Prof Keet has made a hugely positive impact in the three short years since joining the University; with the establishment of the Hubs of Convergence, the Transdisciplinary Institute for Mandela Studies (TIMS), and offering guidance during the development of the Centre for Women and Gender Studies. All these are anchored in the institution’s resolve towards meaningfully grappling with the complex societal challenges of our time, while also working to foster an inclusive, transformative institutional culture that promotes social solidarity and cohesion.

Prof Keet has had an exemplary career in both the public and higher education sectors.

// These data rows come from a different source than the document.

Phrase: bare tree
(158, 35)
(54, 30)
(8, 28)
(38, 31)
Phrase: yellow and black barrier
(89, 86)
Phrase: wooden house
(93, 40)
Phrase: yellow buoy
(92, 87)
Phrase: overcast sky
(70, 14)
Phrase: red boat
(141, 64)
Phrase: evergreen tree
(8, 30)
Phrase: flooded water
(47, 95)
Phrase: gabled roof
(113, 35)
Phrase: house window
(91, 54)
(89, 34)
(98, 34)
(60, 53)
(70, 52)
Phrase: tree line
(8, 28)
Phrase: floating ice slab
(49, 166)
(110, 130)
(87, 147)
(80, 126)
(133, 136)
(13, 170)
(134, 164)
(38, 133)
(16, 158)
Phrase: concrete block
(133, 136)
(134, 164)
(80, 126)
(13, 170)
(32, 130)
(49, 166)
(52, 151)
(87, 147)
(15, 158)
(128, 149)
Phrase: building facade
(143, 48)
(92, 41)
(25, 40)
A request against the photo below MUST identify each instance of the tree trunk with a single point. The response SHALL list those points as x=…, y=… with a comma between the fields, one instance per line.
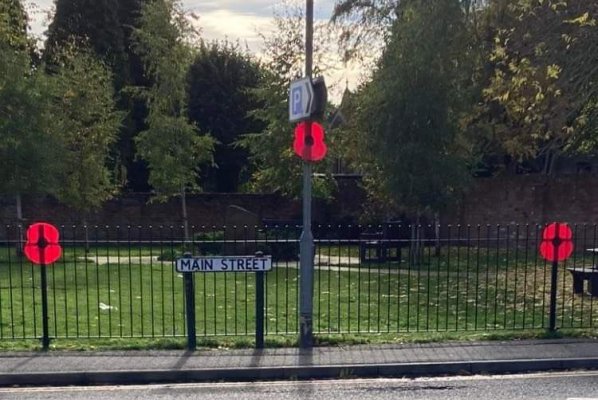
x=437, y=245
x=416, y=250
x=185, y=218
x=86, y=234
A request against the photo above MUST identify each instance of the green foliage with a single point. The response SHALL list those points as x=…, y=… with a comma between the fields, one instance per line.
x=540, y=97
x=86, y=119
x=276, y=168
x=106, y=27
x=94, y=23
x=406, y=129
x=13, y=25
x=29, y=159
x=172, y=146
x=220, y=79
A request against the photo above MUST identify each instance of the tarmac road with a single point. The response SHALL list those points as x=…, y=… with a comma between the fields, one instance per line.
x=548, y=386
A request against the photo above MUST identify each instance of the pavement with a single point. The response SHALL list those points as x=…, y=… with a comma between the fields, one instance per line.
x=61, y=368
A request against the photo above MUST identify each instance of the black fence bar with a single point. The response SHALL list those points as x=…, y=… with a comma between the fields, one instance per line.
x=120, y=282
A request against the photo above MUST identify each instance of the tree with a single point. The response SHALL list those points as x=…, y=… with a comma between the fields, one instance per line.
x=220, y=80
x=13, y=25
x=106, y=26
x=275, y=167
x=85, y=117
x=540, y=98
x=29, y=157
x=407, y=116
x=172, y=146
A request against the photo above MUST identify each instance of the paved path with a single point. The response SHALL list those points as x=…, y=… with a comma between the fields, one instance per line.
x=65, y=368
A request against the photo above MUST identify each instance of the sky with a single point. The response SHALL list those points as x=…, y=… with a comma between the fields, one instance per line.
x=218, y=19
x=227, y=19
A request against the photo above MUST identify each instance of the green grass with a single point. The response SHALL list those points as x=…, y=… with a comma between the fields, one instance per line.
x=141, y=300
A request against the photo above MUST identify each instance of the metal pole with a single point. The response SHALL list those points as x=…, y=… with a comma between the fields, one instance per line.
x=190, y=307
x=45, y=331
x=44, y=283
x=553, y=280
x=307, y=240
x=259, y=310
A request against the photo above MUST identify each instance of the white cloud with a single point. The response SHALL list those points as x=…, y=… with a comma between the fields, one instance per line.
x=234, y=20
x=220, y=24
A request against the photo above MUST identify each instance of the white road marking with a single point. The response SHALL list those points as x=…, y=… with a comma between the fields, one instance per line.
x=323, y=383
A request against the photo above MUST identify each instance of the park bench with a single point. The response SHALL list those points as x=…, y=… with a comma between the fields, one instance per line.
x=376, y=247
x=582, y=274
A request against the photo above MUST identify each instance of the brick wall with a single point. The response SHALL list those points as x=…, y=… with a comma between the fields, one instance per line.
x=529, y=199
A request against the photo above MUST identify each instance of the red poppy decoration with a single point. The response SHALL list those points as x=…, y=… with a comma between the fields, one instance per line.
x=557, y=242
x=42, y=244
x=310, y=147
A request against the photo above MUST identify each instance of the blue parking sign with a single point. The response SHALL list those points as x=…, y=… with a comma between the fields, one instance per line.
x=300, y=99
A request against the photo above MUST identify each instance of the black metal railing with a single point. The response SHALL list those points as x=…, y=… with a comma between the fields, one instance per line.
x=120, y=282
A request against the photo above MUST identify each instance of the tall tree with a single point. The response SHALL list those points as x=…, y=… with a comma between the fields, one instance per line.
x=29, y=156
x=220, y=80
x=540, y=98
x=13, y=24
x=407, y=115
x=106, y=26
x=275, y=167
x=87, y=121
x=172, y=145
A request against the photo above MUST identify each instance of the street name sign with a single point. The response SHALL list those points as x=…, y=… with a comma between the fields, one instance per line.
x=301, y=96
x=224, y=264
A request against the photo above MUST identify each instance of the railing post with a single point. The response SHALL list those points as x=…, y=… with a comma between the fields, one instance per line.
x=190, y=308
x=259, y=310
x=45, y=330
x=553, y=299
x=553, y=280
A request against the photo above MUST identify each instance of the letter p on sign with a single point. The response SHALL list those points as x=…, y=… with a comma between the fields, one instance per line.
x=297, y=101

He is a former Visiting Professor at the Centre for Race, Education and Decoloniality, Carnegie School of Education, Leeds Beckett University, United Kingdom and the 2018 Marsha Lilien Gladstein Visiting Professor of Human Rights at the University of Connecticut. He completed two terms on the Ministerial Oversight Committee on Transformation in the South African Public Universities, one as its Chairperson. He currently serves as a member of the Ministerial Panel that is conducting an independent strategic evaluation of the National Institute for the Humanities and Social Sciences (NIHSS).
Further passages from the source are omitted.